Snap. Flash. Click. Wedding photos took place on the rooftop terrace stretched across the sparkling New York City skyline. While I worried about my heel snagging between the floor boards and plummeting to my death all of one story down to the eleventh-floor promenade (only for you, Anna), the wind whipped our dresses around our thighs and tangled the tresses of the bride’s up-do (twirled into a perfectly loose chignon by her talented hairdresser friend and bridesmaid Anna Thiele). Brandon was braver than I and actually begged his groomsmen to lift him up on their shoulders just at the edge of the terrace. The photographer zoomed in for a close up. The photographs from the wedding, the amateur shots making speedy rounds on Facebook these days, will capture frozen slices of the magic that occurred on September 12, 2010. They fail to capture the living, breathing, loving magic that is Anna and Brandon. My words fail, too.

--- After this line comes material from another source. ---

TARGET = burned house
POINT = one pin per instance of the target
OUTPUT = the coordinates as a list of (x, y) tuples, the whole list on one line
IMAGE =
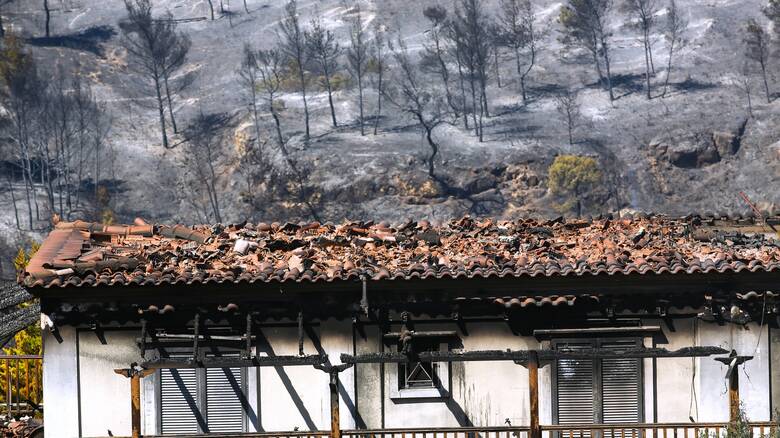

Leaving the wedding, guests lingered for a moment to shoot playful photos with a Polaroid camera requisitioned from 1982 for the occasion and tape the plastic squares into a scrapbook, scrawling words of love and well-wishes with permanent markers. (See? Black-on-white theme continued even to the guest book. Such restraint, I say!) The final parting gift from the newlyweds flanked the elevator doors: mini champagne bottles and small packets of homemade chocolate chip cookies (yes, the bride actually baked all 15 dozen just days before her own wedding.) And this is where I’ll do you a favor, Martha: Move on. Find someone else to feature in your lovely, inspiring magazine. Because no matter how hard your readers try to replicate Branna’s wedding, they will fail. Sure, anyone can provide champagne and cookie favors to the guests. But no one else can have the story that makes such gifts immensely personal and special to the wedding couple. It’s a story of newly hatched love, stressful work days, hopeful waiting with champagne in hand, missed connections, late-night batch of cookies warm from the oven, and, finally, at the stroke of midnight, connection made. Champagne and cookies enjoyed. And years and months later…a New York City wedding.
Anna and Brandon, enjoying your honeymoon days in idyllic New Zealand, I love you! Thank you for allowing us fortunate guests to share in your lives, love, and wedding. Just as you wanted, it was epic.